← Back to glossary

Log Aggregation (ELK/Loki)

Observability Intermediate

debt(d7/e5/b5/t5)

d7 Detectability Operational debt — how invisible misuse is to your safety net

Closest to 'only careful code review or runtime testing' (d7). The detection_hints indicate automated detection is 'no', and tools like Loki, Elasticsearch, and Filebeat only help once aggregation is set up — the absence of log aggregation (grep-across-servers debugging) is invisible until someone tries to debug a multi-service incident. No linter or static tool flags the missing setup.

e5 Effort Remediation debt — work required to fix once spotted

Closest to 'touches multiple files / significant refactor in one component' (e5). The quick_fix describes choosing a stack (Loki or ELK), configuring shipping agents (Filebeat/Promtail), converting logs to structured JSON, and setting retention policies. This is not a one-line patch — it involves infrastructure setup, log format changes across services, and agent deployment, touching multiple files and configuration layers.

b5 Burden Structural debt — long-term weight of choosing wrong

Closest to 'persistent productivity tax' (b5). Applies to web, cli, and queue-worker contexts. Once chosen, the aggregation stack (ELK vs Loki) shapes how all teams query logs, structure their JSON fields, and set retention. Switching stacks later is painful, but the choice doesn't fundamentally rewrite the system's shape — teams can still function with the wrong stack, just inefficiently.

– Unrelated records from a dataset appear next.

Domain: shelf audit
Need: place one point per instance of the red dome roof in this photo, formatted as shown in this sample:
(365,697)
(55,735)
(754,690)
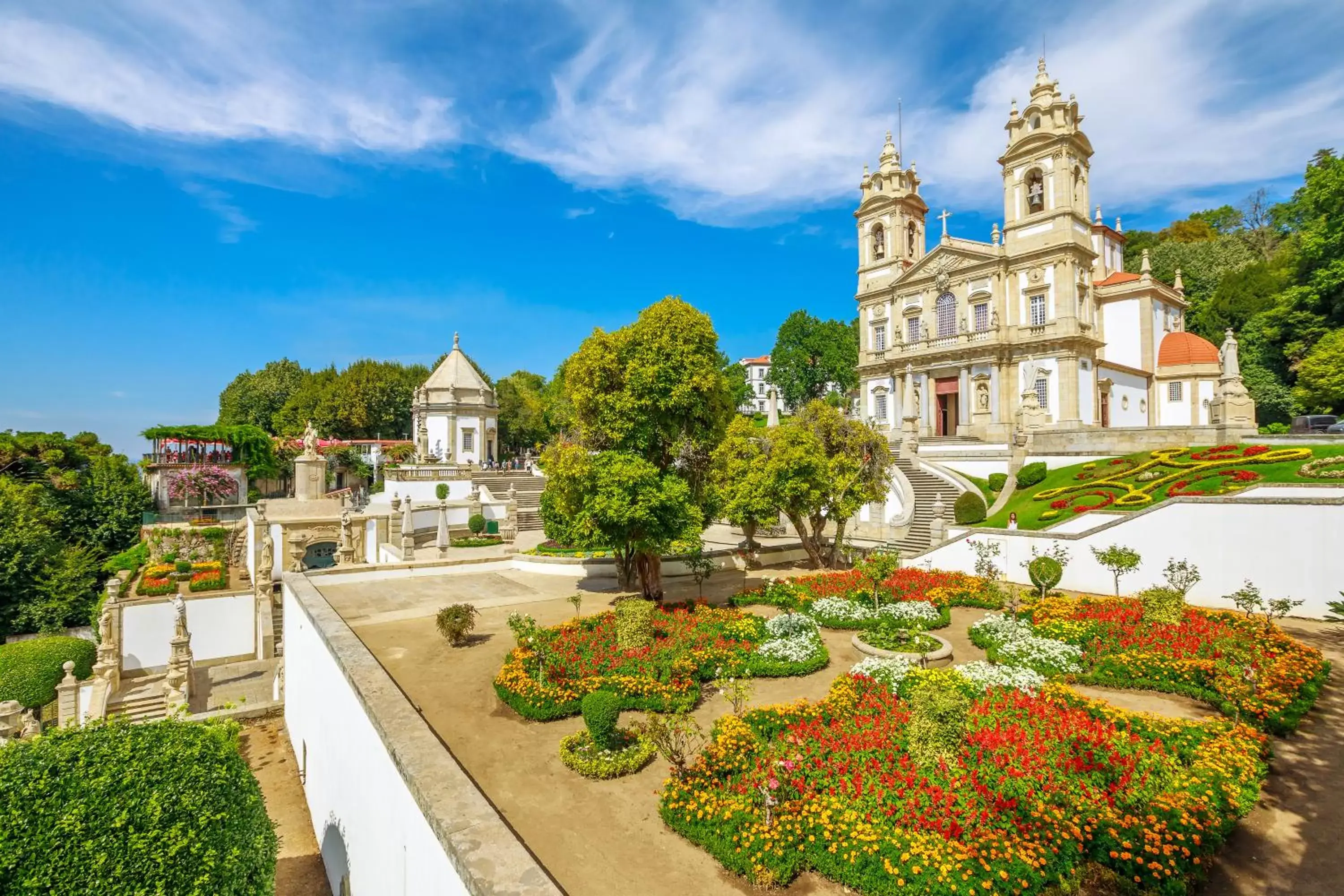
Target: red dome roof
(1186,349)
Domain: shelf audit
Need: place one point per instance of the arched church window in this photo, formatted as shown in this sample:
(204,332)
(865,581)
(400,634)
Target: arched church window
(945,308)
(1035,191)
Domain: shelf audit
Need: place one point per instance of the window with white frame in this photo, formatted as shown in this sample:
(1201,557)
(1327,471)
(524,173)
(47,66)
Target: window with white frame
(945,311)
(982,316)
(1038,311)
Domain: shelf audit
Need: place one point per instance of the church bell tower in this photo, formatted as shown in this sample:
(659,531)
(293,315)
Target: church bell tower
(1046,168)
(890,220)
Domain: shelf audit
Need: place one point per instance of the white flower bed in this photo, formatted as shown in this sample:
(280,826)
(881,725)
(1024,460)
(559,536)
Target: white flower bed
(796,649)
(883,671)
(840,610)
(791,625)
(1002,629)
(910,612)
(1043,652)
(991,675)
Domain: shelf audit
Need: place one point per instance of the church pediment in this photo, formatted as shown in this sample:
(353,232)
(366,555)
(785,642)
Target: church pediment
(948,258)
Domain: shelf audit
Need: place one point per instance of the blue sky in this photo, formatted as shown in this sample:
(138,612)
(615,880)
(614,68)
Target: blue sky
(194,189)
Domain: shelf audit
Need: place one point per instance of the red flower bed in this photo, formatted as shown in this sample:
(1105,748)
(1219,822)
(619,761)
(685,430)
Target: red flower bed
(1039,786)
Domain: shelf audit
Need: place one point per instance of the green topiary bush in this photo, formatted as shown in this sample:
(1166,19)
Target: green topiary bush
(30,672)
(121,810)
(633,624)
(1031,474)
(1163,605)
(1045,573)
(601,712)
(969,508)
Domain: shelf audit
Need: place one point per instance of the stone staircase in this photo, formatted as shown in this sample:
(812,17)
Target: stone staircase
(527,487)
(142,702)
(926,488)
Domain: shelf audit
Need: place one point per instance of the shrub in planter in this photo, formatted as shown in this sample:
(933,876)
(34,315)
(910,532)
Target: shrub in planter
(1045,573)
(633,624)
(1031,474)
(30,672)
(1162,605)
(601,712)
(456,622)
(969,508)
(117,809)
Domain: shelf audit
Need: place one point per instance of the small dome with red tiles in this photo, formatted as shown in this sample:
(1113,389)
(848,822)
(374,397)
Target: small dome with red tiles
(1186,349)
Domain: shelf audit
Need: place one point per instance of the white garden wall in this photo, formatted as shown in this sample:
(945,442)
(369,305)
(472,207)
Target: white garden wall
(222,628)
(1288,548)
(390,806)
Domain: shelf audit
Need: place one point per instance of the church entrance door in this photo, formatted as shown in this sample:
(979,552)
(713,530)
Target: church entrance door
(945,417)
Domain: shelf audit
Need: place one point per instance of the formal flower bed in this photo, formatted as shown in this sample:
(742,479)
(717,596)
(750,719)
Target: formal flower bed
(549,677)
(1238,664)
(589,759)
(209,577)
(937,587)
(1037,788)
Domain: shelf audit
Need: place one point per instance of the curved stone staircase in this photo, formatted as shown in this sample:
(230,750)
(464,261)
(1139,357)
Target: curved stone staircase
(527,488)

t5 Trap Cognitive debt — how counter-intuitive correct behaviour is

Closest to 'notable trap (a documented gotcha most devs eventually learn)' (t5). The misconception is explicit: 'more log storage is always better.' Teams routinely store all debug logs at full rate, creating expensive noise. The common mistakes confirm this pattern — storing everything, not using structured logs. This is a well-documented gotcha that most teams hit once before learning to sample and structure.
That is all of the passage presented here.